Organization: Andrew Stephenson
Abstract
Kant consistently uses ‘discursive’ to mean cognition through concepts – so consistently that it can seem this is the traditional use of the term. But it is not. I show that Meier and Wolff employ the (Latin) cognates of ‘discursive’ to refer to reasoning and inference. Indeed, Wolff follows Aquinas in using ‘discursus’ to refer to the third of the tres operationes mentis, around which Scholastic logic was organized: simplex apprehensio, iudicium,and ratiocinium (seu discursus), i.e. apprehension of simple notions, judgment, and reasoning (or discursion). (There remain open questions about when and how this sense of 'discursus’ took hold in the Latin tradition, especially in medieval translations from Greek and Arabic.) Kant’s use thus shifts the reference of ‘discursive’ from one extreme in the tres operationes mentisto the other: from inferring to representation through concepts. The implication of this shift, I argue, is that conceptual representation, for Kant, is intrinsically inferential. Accordingly, it is neither an apprehensio (an immediate representation) nor simplex (of something simple). In place of the Scholastics’ noetic apprehension of simple notions, Kant introduces his own trio of acts: comparison, reflection, and abstraction. This revision implies both (i) that no representation that is universal can also be simple, because universality is gained through comparison and reflection, which are intrinsically judgmental and inferential, and whose contents are thus complex (manifold, plural), and (ii) that the act of entertaining a concept, as a universal representation, cannot therefore be an immediate apprehension – it cannot be an intuiting (intuitio, Anschauung) nor a noesis, an act ofnous.
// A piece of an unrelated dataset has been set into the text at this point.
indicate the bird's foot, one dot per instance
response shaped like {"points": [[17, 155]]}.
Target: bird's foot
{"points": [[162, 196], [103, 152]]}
I conclude by showing that this sense of ‘discursive’ sheds light on some otherwise obscure passages in Kant’s arguments about the non-discursive character of spatiotemporal representation.
Kurzbiografie
Daniel Smyth is Associate Professor in Philosophy and German Studies at Wesleyan University. He is the author of Intuition in Kant: The Boundlessness of Sense (Cambridge University Press 2024), a major new study of Kant’s theory of intuition. The book offers a comprehensive reconstruction of Kant’s account across its different forms—divine, sensible, and human—while addressing the striking tension between the finitude of sense perception and Kant’s claim that intuition can represent the infinite. Smyth develops an original “apperceptive” interpretation on which intuition functions as the indispensable cognitive partner of a discursive intellect. Ranging across philosophical methodology, epistemology, philosophy of mind, and the philosophy of mathematics, the work has been widely praised for its innovation, rigour, and depth. It was awarded the 2025 Henry Allison Senior Scholar Book Prize by the North American Kant Society and the 2025 Book Award from the American Philosophical Association.